Florido called upon Venezuelans “to understand” that the negotiation process is “delicate” and that he expects the opposition committee that traveled to Santo Domingo to be “respected.”
The member of the Popular Will party said that the meeting with the Venezuelan government in Santo Domingo “interests everyone: those who are in agreement, those who are not and those who, with reason, are skeptical.”
Florido said that during the two days of meetings, the atmosphere between the parties was “of complete respect,” but, he added, “also very firm” on the part of the delegation from the MUD opposition alliance.
“The issues, the needs, including the different possibilities in important areas such as the humanitarian crisis being experience by Venezuelans, have been raised,” he added.
Julio Borges, another member of the opposition committee and current president of the National Assembly, said in an interview with Union Radio that this “opportunity” for agreements with the government in various areas must be “viewed with moderation.”

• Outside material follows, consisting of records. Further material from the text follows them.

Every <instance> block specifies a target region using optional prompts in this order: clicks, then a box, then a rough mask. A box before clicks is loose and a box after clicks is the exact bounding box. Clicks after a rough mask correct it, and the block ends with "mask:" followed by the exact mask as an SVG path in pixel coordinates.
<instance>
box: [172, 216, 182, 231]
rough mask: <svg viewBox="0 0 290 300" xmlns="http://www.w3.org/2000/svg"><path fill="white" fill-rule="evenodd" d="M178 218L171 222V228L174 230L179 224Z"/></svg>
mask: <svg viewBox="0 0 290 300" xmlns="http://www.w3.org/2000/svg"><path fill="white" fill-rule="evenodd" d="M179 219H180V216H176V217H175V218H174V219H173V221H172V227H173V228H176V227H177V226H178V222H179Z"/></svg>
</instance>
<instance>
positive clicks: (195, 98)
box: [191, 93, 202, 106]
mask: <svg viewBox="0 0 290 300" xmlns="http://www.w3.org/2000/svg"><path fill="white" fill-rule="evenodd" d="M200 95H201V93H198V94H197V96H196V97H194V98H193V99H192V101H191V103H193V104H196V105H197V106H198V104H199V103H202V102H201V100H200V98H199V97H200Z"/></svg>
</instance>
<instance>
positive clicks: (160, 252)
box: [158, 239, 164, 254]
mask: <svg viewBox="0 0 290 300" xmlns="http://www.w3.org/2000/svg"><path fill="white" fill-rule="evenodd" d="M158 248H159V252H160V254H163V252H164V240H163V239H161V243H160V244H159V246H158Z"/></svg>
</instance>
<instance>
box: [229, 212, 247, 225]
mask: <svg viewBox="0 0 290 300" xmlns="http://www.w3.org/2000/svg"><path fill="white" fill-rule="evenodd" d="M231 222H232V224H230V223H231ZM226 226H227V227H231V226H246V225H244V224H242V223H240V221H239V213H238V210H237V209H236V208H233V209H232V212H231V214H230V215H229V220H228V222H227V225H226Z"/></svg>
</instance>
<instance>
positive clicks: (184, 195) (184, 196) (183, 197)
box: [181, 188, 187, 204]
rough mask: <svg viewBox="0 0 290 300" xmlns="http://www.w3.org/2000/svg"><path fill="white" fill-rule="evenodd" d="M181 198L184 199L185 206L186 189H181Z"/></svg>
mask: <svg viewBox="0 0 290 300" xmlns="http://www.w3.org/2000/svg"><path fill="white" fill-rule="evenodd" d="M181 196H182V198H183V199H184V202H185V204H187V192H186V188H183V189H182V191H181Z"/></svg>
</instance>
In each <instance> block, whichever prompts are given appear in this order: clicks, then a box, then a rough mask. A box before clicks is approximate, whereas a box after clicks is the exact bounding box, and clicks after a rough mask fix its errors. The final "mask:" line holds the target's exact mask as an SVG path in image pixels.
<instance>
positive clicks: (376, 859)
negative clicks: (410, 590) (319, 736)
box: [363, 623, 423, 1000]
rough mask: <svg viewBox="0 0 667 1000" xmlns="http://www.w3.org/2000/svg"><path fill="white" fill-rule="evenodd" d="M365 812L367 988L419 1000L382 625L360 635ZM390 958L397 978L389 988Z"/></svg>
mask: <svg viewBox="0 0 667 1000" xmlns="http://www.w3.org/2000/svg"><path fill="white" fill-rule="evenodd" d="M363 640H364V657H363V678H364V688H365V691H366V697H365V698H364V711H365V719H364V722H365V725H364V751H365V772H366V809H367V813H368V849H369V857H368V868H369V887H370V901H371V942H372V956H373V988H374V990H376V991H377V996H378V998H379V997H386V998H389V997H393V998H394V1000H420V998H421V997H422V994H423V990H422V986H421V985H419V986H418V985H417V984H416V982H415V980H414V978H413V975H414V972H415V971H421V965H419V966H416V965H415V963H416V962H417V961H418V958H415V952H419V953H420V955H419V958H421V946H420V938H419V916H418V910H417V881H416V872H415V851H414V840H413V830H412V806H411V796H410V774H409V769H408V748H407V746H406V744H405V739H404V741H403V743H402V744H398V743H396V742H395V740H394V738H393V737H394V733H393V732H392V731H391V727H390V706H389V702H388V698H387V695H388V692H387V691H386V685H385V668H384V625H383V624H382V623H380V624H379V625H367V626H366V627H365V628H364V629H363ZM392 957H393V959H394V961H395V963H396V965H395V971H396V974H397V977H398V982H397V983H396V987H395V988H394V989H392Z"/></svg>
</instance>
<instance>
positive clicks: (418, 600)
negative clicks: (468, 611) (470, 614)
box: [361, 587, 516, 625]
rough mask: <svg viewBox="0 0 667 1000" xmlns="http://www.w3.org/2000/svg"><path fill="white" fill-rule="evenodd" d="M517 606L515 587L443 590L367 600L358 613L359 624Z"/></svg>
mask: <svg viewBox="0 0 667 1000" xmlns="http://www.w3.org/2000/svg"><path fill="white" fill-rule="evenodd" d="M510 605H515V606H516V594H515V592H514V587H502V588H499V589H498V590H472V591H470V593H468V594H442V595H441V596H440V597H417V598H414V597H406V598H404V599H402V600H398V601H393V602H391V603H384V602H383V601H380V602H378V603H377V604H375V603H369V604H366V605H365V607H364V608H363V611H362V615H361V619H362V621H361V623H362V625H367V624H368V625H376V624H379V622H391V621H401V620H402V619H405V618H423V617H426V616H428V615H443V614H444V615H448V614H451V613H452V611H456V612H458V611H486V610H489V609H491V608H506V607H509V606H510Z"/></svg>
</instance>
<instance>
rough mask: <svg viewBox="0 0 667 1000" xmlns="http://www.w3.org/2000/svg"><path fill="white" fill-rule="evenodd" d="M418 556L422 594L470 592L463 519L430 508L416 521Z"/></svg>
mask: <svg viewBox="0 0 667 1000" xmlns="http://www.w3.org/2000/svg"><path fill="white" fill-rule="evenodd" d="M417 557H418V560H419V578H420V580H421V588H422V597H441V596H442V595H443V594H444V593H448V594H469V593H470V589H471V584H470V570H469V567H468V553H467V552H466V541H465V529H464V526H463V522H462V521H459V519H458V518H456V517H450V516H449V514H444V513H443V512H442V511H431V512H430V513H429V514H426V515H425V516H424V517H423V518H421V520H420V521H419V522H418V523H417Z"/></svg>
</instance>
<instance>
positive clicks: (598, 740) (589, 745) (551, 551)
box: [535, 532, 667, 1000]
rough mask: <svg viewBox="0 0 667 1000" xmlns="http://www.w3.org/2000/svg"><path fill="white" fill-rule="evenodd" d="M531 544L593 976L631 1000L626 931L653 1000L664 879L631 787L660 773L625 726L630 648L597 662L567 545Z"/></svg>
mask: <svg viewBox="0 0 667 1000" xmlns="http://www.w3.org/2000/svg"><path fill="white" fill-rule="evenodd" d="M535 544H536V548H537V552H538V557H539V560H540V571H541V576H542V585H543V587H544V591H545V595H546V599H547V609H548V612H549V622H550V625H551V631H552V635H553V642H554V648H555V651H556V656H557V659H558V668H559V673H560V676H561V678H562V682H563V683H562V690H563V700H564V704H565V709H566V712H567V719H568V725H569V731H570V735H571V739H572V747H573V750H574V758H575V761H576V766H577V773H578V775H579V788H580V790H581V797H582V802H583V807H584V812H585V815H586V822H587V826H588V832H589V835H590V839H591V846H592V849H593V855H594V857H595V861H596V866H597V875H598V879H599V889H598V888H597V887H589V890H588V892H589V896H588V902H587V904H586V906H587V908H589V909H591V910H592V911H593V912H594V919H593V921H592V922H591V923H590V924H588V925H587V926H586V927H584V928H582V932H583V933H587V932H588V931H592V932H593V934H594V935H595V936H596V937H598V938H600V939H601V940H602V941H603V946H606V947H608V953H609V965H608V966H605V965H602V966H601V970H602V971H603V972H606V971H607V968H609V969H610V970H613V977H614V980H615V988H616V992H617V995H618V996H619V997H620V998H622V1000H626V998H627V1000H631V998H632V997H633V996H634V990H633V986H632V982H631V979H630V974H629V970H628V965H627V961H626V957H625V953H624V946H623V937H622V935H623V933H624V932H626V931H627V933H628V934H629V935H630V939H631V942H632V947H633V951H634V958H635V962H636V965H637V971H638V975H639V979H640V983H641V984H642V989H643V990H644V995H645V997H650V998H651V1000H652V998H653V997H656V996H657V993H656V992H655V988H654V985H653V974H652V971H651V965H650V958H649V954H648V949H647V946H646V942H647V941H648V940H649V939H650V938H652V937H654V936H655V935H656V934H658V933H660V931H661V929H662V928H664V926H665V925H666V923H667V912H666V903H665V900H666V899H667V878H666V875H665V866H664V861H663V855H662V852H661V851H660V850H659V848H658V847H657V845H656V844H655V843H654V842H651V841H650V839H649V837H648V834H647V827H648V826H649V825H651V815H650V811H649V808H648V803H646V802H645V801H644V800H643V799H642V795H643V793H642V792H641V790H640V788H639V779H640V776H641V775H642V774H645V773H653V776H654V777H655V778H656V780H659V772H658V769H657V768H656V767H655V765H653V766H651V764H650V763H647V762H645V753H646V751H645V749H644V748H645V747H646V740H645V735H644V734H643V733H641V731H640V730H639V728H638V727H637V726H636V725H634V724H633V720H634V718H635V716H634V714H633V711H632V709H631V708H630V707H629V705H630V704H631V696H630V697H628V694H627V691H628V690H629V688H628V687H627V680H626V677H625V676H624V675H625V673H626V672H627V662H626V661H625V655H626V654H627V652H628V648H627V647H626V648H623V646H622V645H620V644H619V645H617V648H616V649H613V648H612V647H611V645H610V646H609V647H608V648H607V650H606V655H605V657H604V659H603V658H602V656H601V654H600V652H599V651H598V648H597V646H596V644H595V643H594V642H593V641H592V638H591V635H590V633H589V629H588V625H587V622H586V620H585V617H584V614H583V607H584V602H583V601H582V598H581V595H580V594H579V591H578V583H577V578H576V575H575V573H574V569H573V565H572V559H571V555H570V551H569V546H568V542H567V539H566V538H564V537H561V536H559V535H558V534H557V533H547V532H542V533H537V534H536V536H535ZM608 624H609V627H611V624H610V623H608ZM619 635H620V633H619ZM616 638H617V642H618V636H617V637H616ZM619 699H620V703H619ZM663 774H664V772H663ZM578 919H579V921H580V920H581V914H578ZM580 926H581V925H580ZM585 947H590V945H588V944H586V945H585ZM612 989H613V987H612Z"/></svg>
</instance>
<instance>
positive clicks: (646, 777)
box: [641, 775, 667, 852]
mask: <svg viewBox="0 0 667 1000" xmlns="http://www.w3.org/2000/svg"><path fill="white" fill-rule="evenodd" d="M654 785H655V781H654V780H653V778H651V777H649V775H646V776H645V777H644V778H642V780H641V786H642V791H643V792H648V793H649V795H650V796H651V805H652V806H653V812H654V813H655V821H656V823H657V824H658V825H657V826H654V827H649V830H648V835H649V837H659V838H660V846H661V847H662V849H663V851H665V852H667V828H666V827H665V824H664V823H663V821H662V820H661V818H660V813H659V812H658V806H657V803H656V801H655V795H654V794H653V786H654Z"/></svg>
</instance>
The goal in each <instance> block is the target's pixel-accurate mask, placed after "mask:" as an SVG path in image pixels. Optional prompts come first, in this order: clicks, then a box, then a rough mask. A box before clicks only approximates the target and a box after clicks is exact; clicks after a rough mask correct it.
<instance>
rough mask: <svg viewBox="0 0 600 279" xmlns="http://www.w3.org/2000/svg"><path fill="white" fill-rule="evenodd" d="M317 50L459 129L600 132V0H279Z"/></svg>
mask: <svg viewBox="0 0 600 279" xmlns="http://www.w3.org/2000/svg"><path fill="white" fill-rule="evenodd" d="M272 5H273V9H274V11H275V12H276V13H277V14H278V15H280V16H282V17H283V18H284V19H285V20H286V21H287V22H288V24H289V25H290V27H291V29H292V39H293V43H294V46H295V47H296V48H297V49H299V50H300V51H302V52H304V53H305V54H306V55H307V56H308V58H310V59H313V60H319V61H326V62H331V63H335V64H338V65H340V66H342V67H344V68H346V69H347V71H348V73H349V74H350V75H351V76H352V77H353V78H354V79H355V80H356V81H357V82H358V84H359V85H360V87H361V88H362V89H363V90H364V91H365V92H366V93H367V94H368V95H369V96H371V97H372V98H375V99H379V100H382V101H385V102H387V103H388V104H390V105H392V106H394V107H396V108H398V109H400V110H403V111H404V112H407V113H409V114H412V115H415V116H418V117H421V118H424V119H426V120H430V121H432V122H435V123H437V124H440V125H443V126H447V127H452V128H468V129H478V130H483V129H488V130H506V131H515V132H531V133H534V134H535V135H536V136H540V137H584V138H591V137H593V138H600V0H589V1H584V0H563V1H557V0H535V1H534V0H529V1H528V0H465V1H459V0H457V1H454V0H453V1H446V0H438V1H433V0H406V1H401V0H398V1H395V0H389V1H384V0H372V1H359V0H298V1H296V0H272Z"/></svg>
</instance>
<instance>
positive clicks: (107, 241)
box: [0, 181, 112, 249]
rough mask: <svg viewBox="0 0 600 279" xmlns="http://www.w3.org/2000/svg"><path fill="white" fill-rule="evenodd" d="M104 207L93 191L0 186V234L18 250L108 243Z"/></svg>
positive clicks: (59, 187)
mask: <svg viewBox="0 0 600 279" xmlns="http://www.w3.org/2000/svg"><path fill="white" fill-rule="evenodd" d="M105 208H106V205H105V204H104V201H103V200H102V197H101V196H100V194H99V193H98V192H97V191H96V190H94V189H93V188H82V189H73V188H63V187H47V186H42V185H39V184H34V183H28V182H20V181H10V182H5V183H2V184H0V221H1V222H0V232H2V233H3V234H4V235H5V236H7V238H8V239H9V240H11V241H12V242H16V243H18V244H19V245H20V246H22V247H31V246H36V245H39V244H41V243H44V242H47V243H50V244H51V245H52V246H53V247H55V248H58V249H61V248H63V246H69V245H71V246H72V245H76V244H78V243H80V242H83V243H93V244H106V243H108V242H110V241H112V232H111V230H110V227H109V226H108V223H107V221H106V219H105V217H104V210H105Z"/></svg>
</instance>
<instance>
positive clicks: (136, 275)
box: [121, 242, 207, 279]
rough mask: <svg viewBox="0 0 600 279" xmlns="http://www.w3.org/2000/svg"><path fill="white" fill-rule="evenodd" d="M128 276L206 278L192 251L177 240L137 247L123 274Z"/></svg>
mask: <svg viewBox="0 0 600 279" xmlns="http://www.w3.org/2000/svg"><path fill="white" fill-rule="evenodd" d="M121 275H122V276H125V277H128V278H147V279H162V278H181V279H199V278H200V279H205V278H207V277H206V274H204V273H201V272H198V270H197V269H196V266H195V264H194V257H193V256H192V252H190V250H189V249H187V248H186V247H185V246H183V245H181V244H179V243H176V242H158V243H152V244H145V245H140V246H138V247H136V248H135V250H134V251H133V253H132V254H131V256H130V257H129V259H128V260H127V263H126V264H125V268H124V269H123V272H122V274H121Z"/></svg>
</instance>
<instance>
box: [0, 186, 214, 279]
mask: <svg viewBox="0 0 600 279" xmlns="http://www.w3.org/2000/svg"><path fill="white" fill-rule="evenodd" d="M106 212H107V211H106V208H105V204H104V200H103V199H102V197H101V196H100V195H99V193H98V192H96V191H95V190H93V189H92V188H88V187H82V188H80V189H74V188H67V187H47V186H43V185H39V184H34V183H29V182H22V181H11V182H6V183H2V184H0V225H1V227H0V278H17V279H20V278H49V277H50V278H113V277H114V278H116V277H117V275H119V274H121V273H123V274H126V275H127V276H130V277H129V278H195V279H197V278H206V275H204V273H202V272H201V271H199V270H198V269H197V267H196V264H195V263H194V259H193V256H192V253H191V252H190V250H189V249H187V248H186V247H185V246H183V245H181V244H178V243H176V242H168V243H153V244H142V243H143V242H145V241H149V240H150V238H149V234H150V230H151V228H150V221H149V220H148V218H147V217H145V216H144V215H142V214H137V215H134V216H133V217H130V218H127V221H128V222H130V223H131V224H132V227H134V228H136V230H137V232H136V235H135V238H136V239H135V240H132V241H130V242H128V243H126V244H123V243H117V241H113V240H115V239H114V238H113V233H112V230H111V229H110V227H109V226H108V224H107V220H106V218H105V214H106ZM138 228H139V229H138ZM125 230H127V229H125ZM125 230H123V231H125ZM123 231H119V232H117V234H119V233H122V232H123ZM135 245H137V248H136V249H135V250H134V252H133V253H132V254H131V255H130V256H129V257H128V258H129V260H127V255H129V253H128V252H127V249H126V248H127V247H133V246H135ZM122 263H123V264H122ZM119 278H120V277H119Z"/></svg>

“Every effort must be made so that this comes out well ... because it is the commitment that all of us must have to the country,” he said.
Borges said that “Venezuela’s problem” is reaching “almost global dimensions” and “an awareness” exists among the international community that in the coming months a presidential election will be held there.
“And nobody wants that opportunity to be lost, but rather for it to have every guarantee” of success, he said.
Present as observers in Santo Domingo for the bilateral talks were former Spanish Prime Minister Jose Luis Rodriguez Zapatero and the foreign ministers of Chile, Nicaragua and Mexico, Heraldo Muñoz, Dennis Moncada and Luis Videgaray, respectively.
The opposition came to the table with the demand that a humanitarian channel be opened for the delivery of scarce food and medicine, the suspended responsibilities of the opposition-controlled Parliament be restored, the next elections be held under international monitoring by the Organization of American States and other entities and that everyone it deems to be “political prisoners” be released by the government.
Meanwhile, Venezuelan Information Minister Jorge Rodriguez said Monday that the government will not reach any agreement with the opposition or call elections if international sanctions against Caracas are not withdrawn.
“Venezuela is not going to hold an election or sign any agreement with the ... opposition until the ... sanctions ... are lifted,” he said after the first round of bilateral talks between the government and the opposition concluded. The talks are scheduled to resume on Dec. 15 to discuss the conditions under which the 2018 presidential election will be held.